Aunque a la mayoría de nosotros nos resulta increíble, acaba de
comenzar la campaña electoral. La clásica pegada de carteles dio el
pistoletazo de salida a la caza y captura del voto que, en
realidad, llevamos meses soportando. Pese a lo cansado que puede
llegar a ser, una campaña electoral tiene sus ventajas.
Especialmente cuando el resultado se aventura reñido, no tanto por
saber quién va a ganar, sino por cuánto. Porque hoy, tal como están
las cosas, y aunque el PP mantiene su ventaja, no es descartatable
la posibilidad de una sorpresa con pactos a la balear o a la
catalana, pero con un importante matiz: Zapatero dijo que sólo
gobernará si obtiene más votos que Rajoy.
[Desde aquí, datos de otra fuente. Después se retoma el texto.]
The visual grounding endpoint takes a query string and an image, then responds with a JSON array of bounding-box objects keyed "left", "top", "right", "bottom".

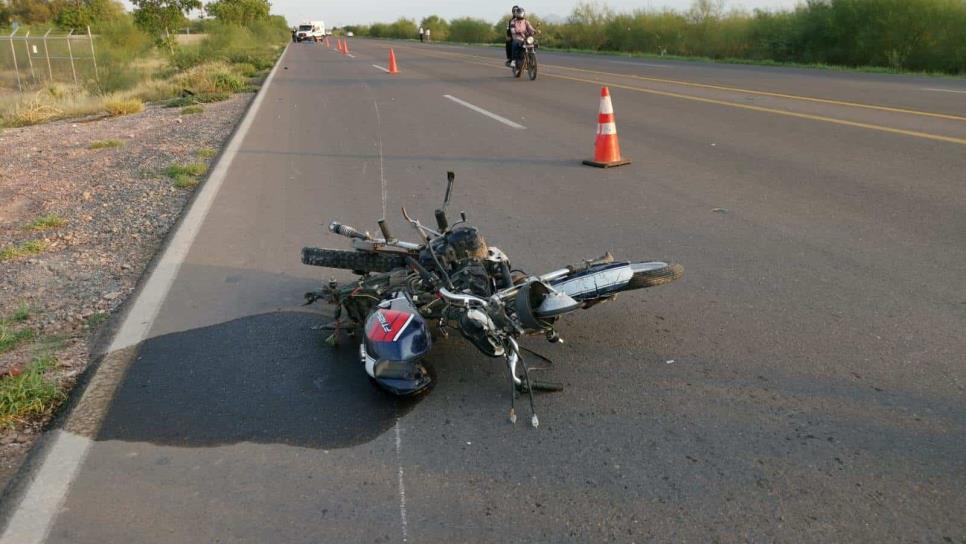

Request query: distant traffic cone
[
  {"left": 583, "top": 86, "right": 631, "bottom": 168},
  {"left": 343, "top": 40, "right": 350, "bottom": 55},
  {"left": 323, "top": 36, "right": 330, "bottom": 48},
  {"left": 387, "top": 48, "right": 399, "bottom": 74},
  {"left": 338, "top": 39, "right": 344, "bottom": 53}
]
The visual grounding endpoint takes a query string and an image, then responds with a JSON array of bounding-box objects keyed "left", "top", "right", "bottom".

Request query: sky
[{"left": 273, "top": 1, "right": 801, "bottom": 28}]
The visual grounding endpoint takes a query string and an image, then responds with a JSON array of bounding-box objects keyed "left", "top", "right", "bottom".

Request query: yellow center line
[
  {"left": 402, "top": 46, "right": 966, "bottom": 123},
  {"left": 399, "top": 45, "right": 966, "bottom": 146}
]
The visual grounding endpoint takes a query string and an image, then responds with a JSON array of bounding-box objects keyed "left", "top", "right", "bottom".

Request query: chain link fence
[{"left": 1, "top": 27, "right": 98, "bottom": 93}]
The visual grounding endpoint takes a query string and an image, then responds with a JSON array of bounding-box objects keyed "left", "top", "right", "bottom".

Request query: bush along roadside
[
  {"left": 346, "top": 0, "right": 966, "bottom": 76},
  {"left": 1, "top": 16, "right": 288, "bottom": 128}
]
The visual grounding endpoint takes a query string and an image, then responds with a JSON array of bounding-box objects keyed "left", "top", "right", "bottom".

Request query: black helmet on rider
[{"left": 512, "top": 5, "right": 525, "bottom": 18}]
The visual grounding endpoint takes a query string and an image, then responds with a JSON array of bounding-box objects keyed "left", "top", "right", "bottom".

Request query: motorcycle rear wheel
[{"left": 301, "top": 247, "right": 408, "bottom": 273}]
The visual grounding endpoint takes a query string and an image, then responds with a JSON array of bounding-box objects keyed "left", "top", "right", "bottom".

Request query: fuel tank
[{"left": 361, "top": 293, "right": 433, "bottom": 396}]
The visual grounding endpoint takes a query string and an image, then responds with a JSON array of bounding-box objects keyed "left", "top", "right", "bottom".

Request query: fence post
[
  {"left": 65, "top": 29, "right": 78, "bottom": 85},
  {"left": 24, "top": 31, "right": 36, "bottom": 83},
  {"left": 87, "top": 26, "right": 98, "bottom": 84},
  {"left": 8, "top": 28, "right": 22, "bottom": 93},
  {"left": 43, "top": 29, "right": 53, "bottom": 82}
]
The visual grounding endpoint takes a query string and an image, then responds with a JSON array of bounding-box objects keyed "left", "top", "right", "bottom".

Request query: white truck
[{"left": 295, "top": 21, "right": 326, "bottom": 42}]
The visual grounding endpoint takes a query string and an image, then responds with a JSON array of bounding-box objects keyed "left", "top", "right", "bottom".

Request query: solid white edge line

Pero lejos todavía del recuento de votos, los candidatos se
esmeran en encontrar el gancho perfecto que les proporcione adeptos
viejos y nuevos. Al antiguo recurso de bajar los impuestos -se
apuntan todos excepto Izquierda Unida, que sigue fiel a la política
de izquierdas de promocionar lo público a base de recaudar entre
todos- se unen promesas sobre subir las pensiones, mejorar la
educación, ayudar a los pequeños empresarios, apoyar a las
familias... en fin, el país de las maravillas.
Lo cierto es que luego, a la hora de la verdad, lo que cuenta es
la dotación presupuestaria de todas esas ideas quiméricas, pero
también es verdad que un país moderno como el nuestro sólo puede ir
hacia adelante, mejorando, y no está nada mal este debate sobre
cómo lograrlo que vemos estos días en prensa y televisión.
Y ahí está nuestro papel como ciudadanos. No debemos quedarnos
parados como simples comparsas. Es nuestro derecho y nuestro deber
exigir a los gobernantes un compromiso diario con la modernización
del país. De ello depende nuestro futuro y el de nuestros hijos, en
un mundo cada día más competitivo y desigual.